英ロボットメーカー・スモールロボットカンパニー(Small Robot Company)が、農作物の合間にある雑草をマップ化し除去する3種類の自律走行ロボット「ファームボット」を開発しているという。それぞれの機体の名称は「トム」「ディック」「ハリー」である。
まずトムは、化学物質を使用せずに幅広いエリアの雑草除去を行う。雑草マッピング技術を使用することで、収穫に被害を与える雑草を特定・除去することができる。スモールロボットの共同設立者であるサム・ワトソン・ジョーンズ氏は、小麦の収穫に被害を与える「ブラックグラス」(雑草)に化学物質に対する耐性がつき、ますます問題になっていると指摘。加えて、農家の手作業ではそれら雑草を見逃すことが少なくないと説明している。
開発されたロボットは人工知能を搭載しており、雑草を分類して有益な種は除去しない。いくつかの雑草は有益な昆虫に食料源となり土壌の健康に肯定的な影響を与えるからだ。

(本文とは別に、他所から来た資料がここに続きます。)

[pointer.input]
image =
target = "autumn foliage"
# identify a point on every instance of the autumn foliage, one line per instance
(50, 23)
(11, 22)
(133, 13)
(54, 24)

「ディック」は、電子雑草除去会社・ルートウェーブと協力して開発された非化学除草ロボットだ。こちらもマッピングデータを使用して雑草を見つけ、最大0.5㎜の精度で1秒ごとに衝撃波を発射して雑草を除去する。「ハリー」は2022年に発売される予定で、作物の自律栽培を担う。土壌浸食を防止し、栽培によって発生した排気ガスを最大90%まで削減できるというのがスモールロボット側の説明だ。
スモールロボット社は他の技術も開発し、ロボットに採用することを目指している。ジョーンズ氏は、小麦の栽培は始まりに過ぎず、他の農作物を管理する機能を開発するために他社との協力も積極的に進めていきたいと話している。
報道によれば、スモールロボットはR&D資金として210万ポンドを誘致。英国の農家から追加で50万ポンドを投資されている。今年10月には、みっつの農場で実際に開発したロボットを稼働させる準備を終えた状態だという。一日に処理できる作業範囲は20ヘクタールほどが見込まれている。